The Orioles entered the rubber match hitting a Major League-worst .213 with runners in scoring position and went 3-for-14 in those scenarios Wednesday. The next closest team is Pittsburgh, which entered Wednesday with a .232 RISP average. In the three-game set, Baltimore went a total of 5-for-33 (.152) with runners in scoring position and left 26 men on base.
"The team was pretty aggressive," Lincecum said of the free-swinging O's. "Markakis, Luke Scott, Lugo, those guys are getting pretty good swings up there. So, I just tried to stay aggressive and not let it eat me up out there, and make a big pitch when I needed to."

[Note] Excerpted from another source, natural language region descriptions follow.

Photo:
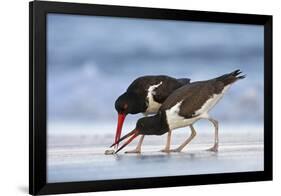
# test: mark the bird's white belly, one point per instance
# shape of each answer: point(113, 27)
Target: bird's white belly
point(175, 120)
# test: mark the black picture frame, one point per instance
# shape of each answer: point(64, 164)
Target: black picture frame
point(37, 97)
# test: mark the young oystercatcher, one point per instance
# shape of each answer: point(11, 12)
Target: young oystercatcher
point(145, 95)
point(183, 108)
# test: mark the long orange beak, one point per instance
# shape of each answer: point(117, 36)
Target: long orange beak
point(133, 135)
point(121, 118)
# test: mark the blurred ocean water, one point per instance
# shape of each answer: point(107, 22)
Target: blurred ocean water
point(92, 60)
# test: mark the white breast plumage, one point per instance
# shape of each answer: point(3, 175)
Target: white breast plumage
point(153, 106)
point(174, 120)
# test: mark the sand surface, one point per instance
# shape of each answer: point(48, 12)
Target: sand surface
point(74, 158)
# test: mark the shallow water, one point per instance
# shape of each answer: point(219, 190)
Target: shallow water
point(88, 163)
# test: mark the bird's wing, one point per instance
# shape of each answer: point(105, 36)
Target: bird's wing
point(167, 88)
point(192, 96)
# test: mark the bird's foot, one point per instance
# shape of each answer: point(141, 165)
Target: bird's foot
point(137, 151)
point(214, 148)
point(176, 150)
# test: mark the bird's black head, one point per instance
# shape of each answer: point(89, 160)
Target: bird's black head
point(152, 125)
point(129, 103)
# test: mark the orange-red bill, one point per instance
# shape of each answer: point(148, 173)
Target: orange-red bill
point(134, 134)
point(121, 118)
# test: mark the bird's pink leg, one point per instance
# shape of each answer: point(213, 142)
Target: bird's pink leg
point(168, 143)
point(216, 144)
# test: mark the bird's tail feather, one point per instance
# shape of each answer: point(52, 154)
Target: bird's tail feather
point(231, 77)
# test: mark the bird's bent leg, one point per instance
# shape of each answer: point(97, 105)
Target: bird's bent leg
point(216, 144)
point(193, 134)
point(138, 148)
point(168, 143)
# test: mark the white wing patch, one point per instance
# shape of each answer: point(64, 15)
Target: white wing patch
point(153, 106)
point(210, 103)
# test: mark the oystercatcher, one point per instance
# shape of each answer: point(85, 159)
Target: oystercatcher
point(184, 107)
point(145, 95)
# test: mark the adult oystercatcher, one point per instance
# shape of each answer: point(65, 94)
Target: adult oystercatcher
point(184, 107)
point(145, 95)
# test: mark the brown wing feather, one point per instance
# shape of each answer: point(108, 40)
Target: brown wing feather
point(193, 96)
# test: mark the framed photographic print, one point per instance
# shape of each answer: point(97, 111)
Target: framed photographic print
point(130, 97)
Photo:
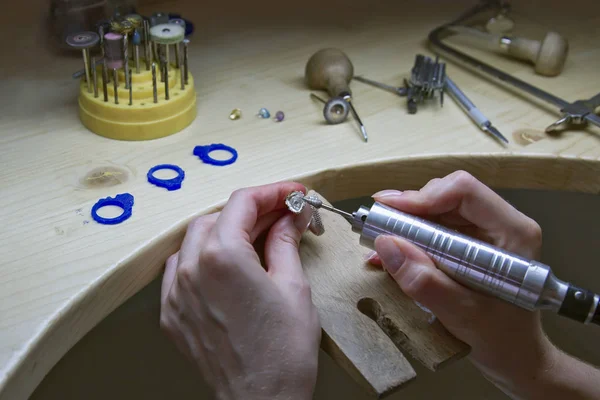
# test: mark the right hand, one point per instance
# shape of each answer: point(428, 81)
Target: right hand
point(507, 343)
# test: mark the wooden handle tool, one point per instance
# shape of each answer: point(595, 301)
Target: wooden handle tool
point(331, 70)
point(548, 55)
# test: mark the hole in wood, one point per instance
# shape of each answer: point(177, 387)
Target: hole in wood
point(372, 309)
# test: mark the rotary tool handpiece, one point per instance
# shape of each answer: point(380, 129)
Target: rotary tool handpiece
point(476, 264)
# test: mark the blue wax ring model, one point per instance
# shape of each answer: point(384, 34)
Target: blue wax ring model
point(169, 184)
point(203, 152)
point(124, 200)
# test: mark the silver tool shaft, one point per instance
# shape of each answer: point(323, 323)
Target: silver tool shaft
point(95, 77)
point(116, 85)
point(154, 84)
point(477, 116)
point(166, 74)
point(185, 59)
point(314, 96)
point(101, 34)
point(180, 65)
point(130, 90)
point(167, 57)
point(400, 91)
point(147, 49)
point(362, 126)
point(126, 59)
point(526, 283)
point(105, 79)
point(136, 55)
point(86, 65)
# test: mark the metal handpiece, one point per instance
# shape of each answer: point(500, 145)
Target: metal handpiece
point(476, 264)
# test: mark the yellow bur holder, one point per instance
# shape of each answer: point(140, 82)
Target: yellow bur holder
point(143, 119)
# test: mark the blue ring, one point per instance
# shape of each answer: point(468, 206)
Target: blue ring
point(124, 200)
point(203, 153)
point(169, 184)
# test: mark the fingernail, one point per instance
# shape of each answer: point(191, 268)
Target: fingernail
point(387, 193)
point(370, 256)
point(302, 220)
point(389, 253)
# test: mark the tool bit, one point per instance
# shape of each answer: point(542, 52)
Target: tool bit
point(130, 90)
point(116, 85)
point(185, 59)
point(95, 77)
point(331, 70)
point(477, 265)
point(154, 84)
point(467, 105)
point(126, 59)
point(105, 79)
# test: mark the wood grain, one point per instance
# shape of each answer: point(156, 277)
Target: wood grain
point(61, 273)
point(367, 321)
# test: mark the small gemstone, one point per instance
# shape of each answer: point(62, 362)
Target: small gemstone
point(264, 113)
point(235, 114)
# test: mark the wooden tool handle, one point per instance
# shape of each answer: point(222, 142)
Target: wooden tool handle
point(549, 55)
point(329, 69)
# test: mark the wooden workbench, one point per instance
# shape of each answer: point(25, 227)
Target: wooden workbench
point(61, 273)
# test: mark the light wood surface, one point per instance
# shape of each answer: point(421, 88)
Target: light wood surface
point(61, 273)
point(360, 304)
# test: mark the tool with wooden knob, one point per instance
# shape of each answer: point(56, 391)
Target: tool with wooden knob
point(331, 70)
point(548, 55)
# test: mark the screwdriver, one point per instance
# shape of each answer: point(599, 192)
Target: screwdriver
point(478, 265)
point(477, 116)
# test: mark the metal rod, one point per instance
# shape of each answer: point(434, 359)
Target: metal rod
point(314, 96)
point(116, 85)
point(180, 65)
point(167, 56)
point(126, 59)
point(434, 38)
point(166, 72)
point(86, 66)
point(130, 90)
point(136, 55)
point(101, 34)
point(105, 79)
point(185, 59)
point(400, 91)
point(95, 77)
point(362, 126)
point(154, 84)
point(147, 50)
point(472, 111)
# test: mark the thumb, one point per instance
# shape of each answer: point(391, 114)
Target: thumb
point(418, 277)
point(281, 249)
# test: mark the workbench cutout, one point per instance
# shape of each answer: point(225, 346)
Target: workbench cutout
point(368, 322)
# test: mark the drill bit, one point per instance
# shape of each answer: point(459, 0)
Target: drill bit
point(316, 203)
point(362, 126)
point(400, 91)
point(473, 112)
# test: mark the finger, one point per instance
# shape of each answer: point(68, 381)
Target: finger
point(239, 216)
point(418, 277)
point(195, 235)
point(264, 223)
point(281, 249)
point(168, 277)
point(475, 202)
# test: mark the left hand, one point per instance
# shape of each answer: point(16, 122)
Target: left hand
point(253, 331)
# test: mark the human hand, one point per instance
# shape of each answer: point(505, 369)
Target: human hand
point(253, 331)
point(507, 343)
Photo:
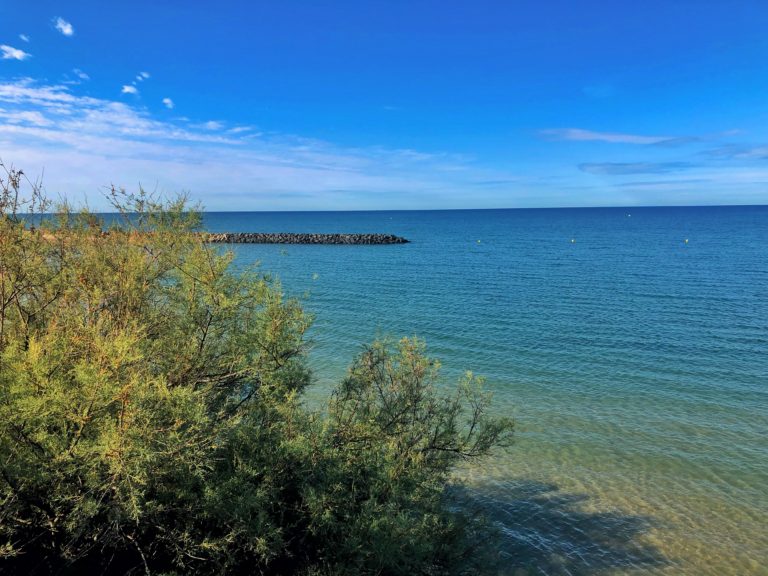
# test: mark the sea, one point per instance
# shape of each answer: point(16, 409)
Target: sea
point(629, 344)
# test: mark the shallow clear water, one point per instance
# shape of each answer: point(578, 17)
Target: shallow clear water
point(635, 364)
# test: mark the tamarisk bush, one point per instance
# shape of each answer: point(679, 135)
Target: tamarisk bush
point(151, 415)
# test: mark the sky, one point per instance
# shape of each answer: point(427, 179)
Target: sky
point(349, 105)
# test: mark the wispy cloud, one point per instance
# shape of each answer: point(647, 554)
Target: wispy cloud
point(622, 168)
point(759, 152)
point(579, 134)
point(240, 129)
point(84, 142)
point(11, 53)
point(64, 27)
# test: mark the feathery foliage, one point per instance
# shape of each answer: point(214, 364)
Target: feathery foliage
point(151, 417)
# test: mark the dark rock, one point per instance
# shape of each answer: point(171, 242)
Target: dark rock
point(292, 238)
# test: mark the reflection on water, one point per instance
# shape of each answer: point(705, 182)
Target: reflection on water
point(547, 531)
point(635, 365)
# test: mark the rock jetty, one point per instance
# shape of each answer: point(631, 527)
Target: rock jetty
point(291, 238)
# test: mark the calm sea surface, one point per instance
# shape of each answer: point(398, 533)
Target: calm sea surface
point(635, 364)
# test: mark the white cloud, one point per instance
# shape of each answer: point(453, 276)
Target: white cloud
point(612, 137)
point(83, 143)
point(11, 53)
point(64, 27)
point(34, 118)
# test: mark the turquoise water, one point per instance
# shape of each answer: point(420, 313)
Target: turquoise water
point(635, 364)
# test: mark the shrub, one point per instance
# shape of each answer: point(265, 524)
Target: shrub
point(151, 415)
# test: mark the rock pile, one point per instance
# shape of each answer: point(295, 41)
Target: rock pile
point(291, 238)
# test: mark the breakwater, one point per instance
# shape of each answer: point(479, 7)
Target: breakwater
point(293, 238)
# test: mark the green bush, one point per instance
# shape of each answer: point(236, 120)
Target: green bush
point(151, 416)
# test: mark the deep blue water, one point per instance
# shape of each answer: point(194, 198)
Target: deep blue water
point(635, 364)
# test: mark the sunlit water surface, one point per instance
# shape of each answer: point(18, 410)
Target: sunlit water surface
point(635, 364)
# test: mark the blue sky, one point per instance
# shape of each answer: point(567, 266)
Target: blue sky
point(390, 105)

Lincecum was effectively wild most of the afternoon, hitting double-digit strikeouts for the fourth time this season and pitching his way out of several jams. The Orioles put a pair of runners on in two of the first three innings, but couldn't break through for a run until three straight singles in the fourth. Lincecum promptly struck out the next three batters, outlasting what looked to be an abbreviated outing with the Giants bullpen in action as early as the fifth.

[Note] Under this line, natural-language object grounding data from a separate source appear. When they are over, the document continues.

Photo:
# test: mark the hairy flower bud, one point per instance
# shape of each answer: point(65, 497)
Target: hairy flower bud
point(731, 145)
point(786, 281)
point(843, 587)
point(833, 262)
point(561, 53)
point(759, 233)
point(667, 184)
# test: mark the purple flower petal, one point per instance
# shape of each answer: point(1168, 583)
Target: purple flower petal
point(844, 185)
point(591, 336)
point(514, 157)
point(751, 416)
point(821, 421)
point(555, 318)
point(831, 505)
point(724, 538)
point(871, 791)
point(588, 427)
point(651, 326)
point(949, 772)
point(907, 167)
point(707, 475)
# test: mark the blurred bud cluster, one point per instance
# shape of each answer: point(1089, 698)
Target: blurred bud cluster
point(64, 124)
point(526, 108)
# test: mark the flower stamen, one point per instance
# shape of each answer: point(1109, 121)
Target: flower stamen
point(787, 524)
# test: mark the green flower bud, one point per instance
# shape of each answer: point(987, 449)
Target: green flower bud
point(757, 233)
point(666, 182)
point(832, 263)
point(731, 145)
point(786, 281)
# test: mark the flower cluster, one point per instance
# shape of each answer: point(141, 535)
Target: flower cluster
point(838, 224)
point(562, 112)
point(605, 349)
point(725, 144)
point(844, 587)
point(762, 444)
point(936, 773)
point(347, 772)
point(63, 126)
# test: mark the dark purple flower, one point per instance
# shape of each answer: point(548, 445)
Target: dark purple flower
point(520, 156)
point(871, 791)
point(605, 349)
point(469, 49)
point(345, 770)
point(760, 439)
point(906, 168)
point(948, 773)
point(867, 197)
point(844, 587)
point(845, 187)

"That's why he's a Cy Young winner," said Adam Jones, who went 0-for-5 with two strikeouts. "[Lincecum] does walk and give up hits, he does do that. But one thing he [also] does do is he leads the league in strikeouts; he gets big strikeouts all the time."
Lincecum lasted six frames, becoming the 51st opposing starter in 66 games to go at least six innings against Baltimore. Mound counterpart Jeremy Guthrie's six innings were nearly as effective, but a pair of two-strike sliders in his final frame proved to be the difference.
"Ultimately it came down to the sixth inning, [I] couldn't put down a zero," said Guthrie, who was tagged with solo homers by former Oriole Aubrey Huff and Juan Uribe. "You look at their bullpen, I think [Lincecum] probably wasn't going to come out for the seventh.
"If we could keep it tied there, 2-2, I think we go on and win this game. I don't think there's anywhere to look any further than this mound and what I wasn't able to accomplish in the sixth."
But the Orioles' failure to score runs far outweighed Guthrie's mistakes. The O's threatened again in the seventh when Lugo drove in his second run of the afternoon on a single off reliever Santiago Casilla. But Cesar Izturis -- who singled twice previously -- struck out swinging to strand a pair of runners.
In a season full of uninspiring stats, the Orioles' underachieving offense has been the most prevalent part of their lopsided season.
"I've been on that side," Huff said. "It's not fun, believe me. [I had] nine straight years of that [losing]. It kind of wears on you. You come here every day and I finally feel like I'm in the big leagues. It's been a great time."